Although there was a coherent and logic presentation of the findings as indicated in the tables found in this article, there were some limitations experienced in the study. For starters, researchers of these findings also argued that since the trust operated a linked nursing system, especially when it came to tissue viability education, it could limit dissemination to the entire nursing staff (Moore & Cowman, 2008). Additionally, these researchers argued that there was lack of documentary evidence in terms of risk assessment on care planning and admission in the 44 UK hospitals where the trust’s study was carried out. As a result, they called for improvement in allocating appropriate resources for early risk assessments as well as immediate intervention practices. They also argued that these two aspects could be hampered by focusing too much on emergency care at the admitting areas. As earlier mentioned, the findings of this research have had several implications for they have been applied in general nursing practice for the last few years now. Additionally, the authors of the initial trust study were of the perception that improvements in the above mentioned limitations would lead to better strategies of preventing pressure ulcers. They also suggested more research in the technological advances that were used at the time as measures of preventing pressure ulcers in patients.


The fact that hospital acquired pressure ulcers undermine the efforts carried out by healthcare providers can be regarded as one of the greatest challenge in quality healthcare delivery in the world. This is because not only do they lead to increased mortality and morbidity rates in patients, but also because there are also other economic reimbursements involved (Cooper, 2013). As a result, researchers have to continue seeking means and inventing strategies aimed at improving prevention of pressure ulcers in high risk patients. Elliott’s article may lack some elements of a convincing research such as proper statistical analysis, but it delivers on means of preventing pressure ulcers in high-risk patients.  Furthermore, that was its purpose after all; improving skin tissue viability from admissions up to patient discharge through early risk assessment and intervention strategies. This article has taught me important strategies used in preventing pressure ulcers in high-risk patients. It has also helped me understand the benefits of early risk assessments and intervention initiatives as well as focusing on heel ulcers. It has also motivated me to seek more knowledge on further initiatives aimed at eliminating avoidable hospital acquired ulcers in healthcare.

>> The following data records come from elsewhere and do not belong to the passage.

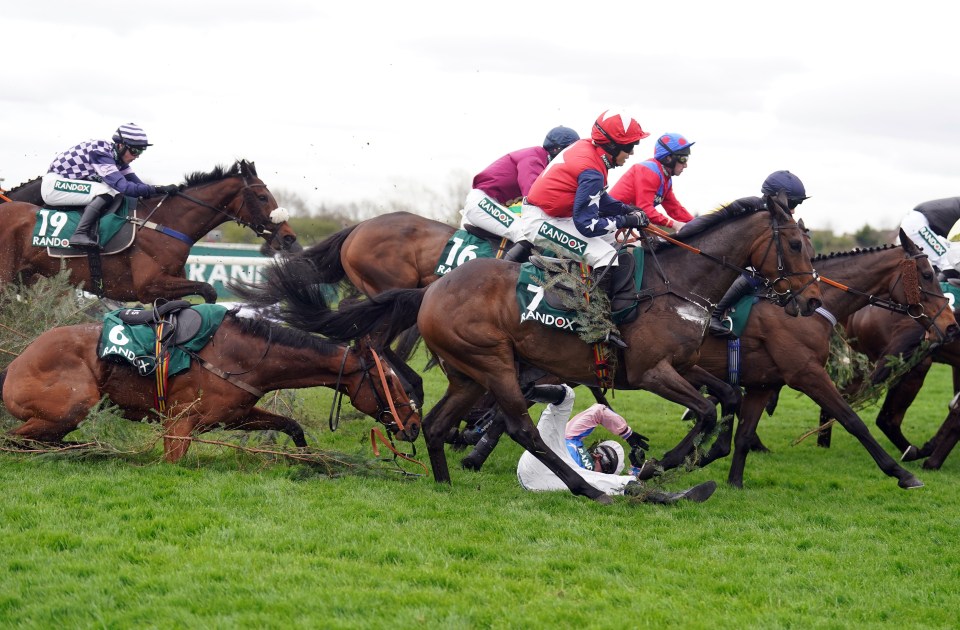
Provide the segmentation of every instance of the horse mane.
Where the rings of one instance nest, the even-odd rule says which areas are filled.
[[[241,317],[239,310],[235,308],[228,311],[226,318],[239,327],[242,333],[261,339],[269,339],[274,344],[289,348],[307,347],[323,356],[337,356],[343,351],[343,345],[324,339],[319,335],[283,326],[263,317]]]
[[[253,162],[248,162],[246,160],[237,160],[233,166],[223,166],[218,164],[213,167],[213,170],[204,173],[201,171],[194,171],[193,173],[188,173],[184,178],[184,184],[186,186],[199,186],[200,184],[210,184],[213,182],[219,182],[222,179],[227,177],[236,177],[241,175],[241,165],[245,165],[251,175],[256,176],[257,169],[254,167]]]
[[[816,256],[814,256],[813,261],[816,262],[818,260],[829,260],[831,258],[841,258],[843,256],[856,256],[858,254],[869,254],[871,252],[882,252],[888,249],[896,249],[898,247],[900,246],[890,245],[890,244],[877,245],[875,247],[866,247],[866,248],[857,247],[856,249],[852,249],[847,252],[830,252],[829,254],[817,254]]]
[[[694,217],[693,220],[683,226],[683,229],[674,234],[673,238],[686,243],[689,237],[698,236],[704,232],[709,232],[721,223],[736,221],[756,214],[761,210],[766,212],[766,209],[762,207],[745,207],[741,204],[734,203],[718,206],[716,210],[702,214],[698,217]],[[653,239],[652,242],[654,251],[659,251],[665,247],[673,247],[672,243],[668,243],[667,241],[661,239]]]

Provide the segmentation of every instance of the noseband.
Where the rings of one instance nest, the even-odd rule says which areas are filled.
[[[759,272],[754,273],[753,275],[759,276],[760,278],[763,279],[764,285],[772,292],[773,301],[775,301],[778,306],[786,306],[791,300],[795,300],[797,295],[800,295],[801,293],[806,291],[807,287],[819,281],[820,276],[817,275],[817,271],[815,269],[813,271],[793,271],[789,273],[784,271],[786,268],[786,264],[784,263],[785,256],[783,253],[783,242],[782,242],[781,232],[788,228],[796,229],[796,230],[799,230],[801,228],[796,223],[790,224],[787,226],[781,226],[780,222],[777,221],[777,217],[773,213],[771,213],[770,219],[771,219],[771,229],[773,231],[773,238],[771,239],[770,243],[767,244],[767,251],[764,252],[763,258],[760,259],[760,263],[762,265],[763,261],[767,259],[767,256],[770,254],[770,248],[775,247],[777,252],[777,274],[778,275],[776,279],[774,279],[772,282],[764,278],[762,275],[759,275]],[[800,287],[799,291],[794,292],[790,288],[790,283],[789,283],[789,279],[794,276],[810,276],[810,280],[807,281],[802,287]],[[786,289],[781,291],[778,288],[780,286],[786,286]]]
[[[400,417],[397,407],[394,404],[393,397],[390,395],[390,386],[389,383],[387,383],[387,375],[383,366],[383,361],[380,358],[380,355],[377,354],[376,350],[373,348],[367,348],[367,350],[373,357],[373,363],[368,363],[364,360],[363,356],[358,353],[357,358],[360,361],[360,367],[356,371],[362,372],[362,375],[360,377],[360,381],[357,383],[356,390],[352,394],[350,394],[350,392],[347,393],[350,399],[353,400],[355,396],[360,394],[360,390],[363,388],[364,383],[369,383],[370,391],[373,393],[374,400],[377,403],[377,422],[386,427],[391,433],[405,431],[407,427],[404,425],[403,419]],[[347,355],[354,351],[354,348],[347,346],[343,353],[343,358],[340,361],[340,371],[337,374],[337,383],[336,387],[334,388],[335,393],[333,396],[333,404],[330,407],[329,424],[331,431],[336,431],[340,424],[340,409],[343,405],[343,392],[340,389],[340,384],[343,380],[343,376],[345,375],[344,369],[346,368]],[[371,374],[374,368],[376,369],[378,377],[376,380]],[[380,392],[374,385],[377,381],[380,382],[380,386],[383,388],[383,394],[386,397],[386,401],[384,401],[384,396],[380,395]],[[411,415],[417,412],[417,406],[413,401],[407,401],[400,406],[410,408],[410,413],[405,416],[406,418],[409,418]],[[391,417],[393,418],[392,421],[389,420]]]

Bennett, G., Dealey, C., & Posnett, J. (2004). The cost of pressure ulcers in the UK. Age and ageing, 33(3), 230-235.

Cooper, K. L. (2013). Evidence-based prevention of pressure ulcers in the intensive care unit. Critical care nurse, 33(6), 57-66.

Elliott, J. (2010). Strategies to improve the prevention of pressure ulcers. Nursing Older People, 22(9), 31-36 6p.

Moore, Z. E., & Cowman, S. (2008). Risk assessment tools for the prevention of pressure ulcers. The Cochrane Library.